Il est vrai qu’il y a aussi des jeunes qui travaillent bien, mais tâchent, quand on lie les gerbes, par exemple, de s’attribuer aussi le mérite du travail des autres. Ou d’autres, très bien à première vue, mais qui pour se pousser ont recours à toutes sortes de machinations. Je n’accepterais pas au Komsomol des gens pareils. Ce n’est pas la peine d’admettre dans l’organisation un homme qui, pour se faire valoir, emploie des procédés malhonnêtes. Sa place n’est pas au Komsomol.

Certains entrent au Komsomol pour arriver. C’est pourquoi on ne doit pas accepter n’importe qui ; mais d’autre part il ne faut pas créer de barrières artificielles. Au contraire, les jeunes gens doivent sentir qu’ils peuvent entrer au Komsomol, que la porte leur est grande ouverte. Car au village, vous connaissez tout le monde. La plupart des familles sont composées de braves gens. Et c’est avec de bons éléments qu’il faut renforcer le Komsomol. Six ou huit komsomols pour tout un village, c’est peu. Il faut qu’il y en ait au moins une vingtaine. Il faut faciliter l’entrée au Komsomol, et que toujours, au seuil du Komsomol, se presse une foule d’impatients.

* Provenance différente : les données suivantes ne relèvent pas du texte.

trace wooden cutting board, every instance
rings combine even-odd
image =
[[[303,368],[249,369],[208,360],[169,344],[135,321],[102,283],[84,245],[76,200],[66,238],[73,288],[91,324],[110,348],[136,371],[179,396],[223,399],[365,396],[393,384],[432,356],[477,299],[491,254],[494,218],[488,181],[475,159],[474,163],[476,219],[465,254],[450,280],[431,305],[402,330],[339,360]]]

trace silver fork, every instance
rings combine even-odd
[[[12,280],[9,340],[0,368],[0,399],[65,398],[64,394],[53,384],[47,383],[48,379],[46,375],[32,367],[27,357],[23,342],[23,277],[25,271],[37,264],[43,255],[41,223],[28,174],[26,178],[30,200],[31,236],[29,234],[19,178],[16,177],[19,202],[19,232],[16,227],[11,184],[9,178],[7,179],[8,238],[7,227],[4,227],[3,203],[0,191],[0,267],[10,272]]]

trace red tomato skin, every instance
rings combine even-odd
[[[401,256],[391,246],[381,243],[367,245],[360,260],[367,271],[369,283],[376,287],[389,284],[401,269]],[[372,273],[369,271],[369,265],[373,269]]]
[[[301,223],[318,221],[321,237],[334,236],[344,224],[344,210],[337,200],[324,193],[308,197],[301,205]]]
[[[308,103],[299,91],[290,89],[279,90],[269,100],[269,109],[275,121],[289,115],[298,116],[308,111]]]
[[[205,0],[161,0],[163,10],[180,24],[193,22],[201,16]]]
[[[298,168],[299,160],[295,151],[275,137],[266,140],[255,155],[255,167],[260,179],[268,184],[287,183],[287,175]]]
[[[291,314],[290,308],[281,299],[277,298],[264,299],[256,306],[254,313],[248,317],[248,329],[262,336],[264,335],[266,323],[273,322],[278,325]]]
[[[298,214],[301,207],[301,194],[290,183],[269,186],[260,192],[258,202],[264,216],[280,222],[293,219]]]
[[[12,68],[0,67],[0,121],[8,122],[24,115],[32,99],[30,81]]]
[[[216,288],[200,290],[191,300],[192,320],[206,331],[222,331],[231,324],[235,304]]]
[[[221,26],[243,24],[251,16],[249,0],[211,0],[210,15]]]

C’est à peu près tout ce que j’avais à vous dire, camarades. Les questions dont je vous ai entretenus ici ne sont pas nouvelles pour vous. Vous aurez néanmoins à vous en inspirer, à vous en pénétrer, pour répondre aux exigences du temps de guerre dont je vous ai parlé. Rappelez-vous qu’assurer le succès en agriculture, c’est gagner une importante bataille dans cette grande guerre. Et que c’est vous, komsomols et komsomoles, qui répondez de ce succès.

Je vous souhaite d’accomplir un bon travail. Si un jour nous nous réunissons de nouveau, je voudrais que vous puissiez me dire que l’organisation du Komsomol au kolkhoz est plus forte, que l’organisation du Komsomol à la campagne est devenue une organisation politique encore plus combative, et que la campagne sent, mieux encore, que le Komsomol est une grande force.

Komsomolskaïa Pravda, 22 octobre 1942.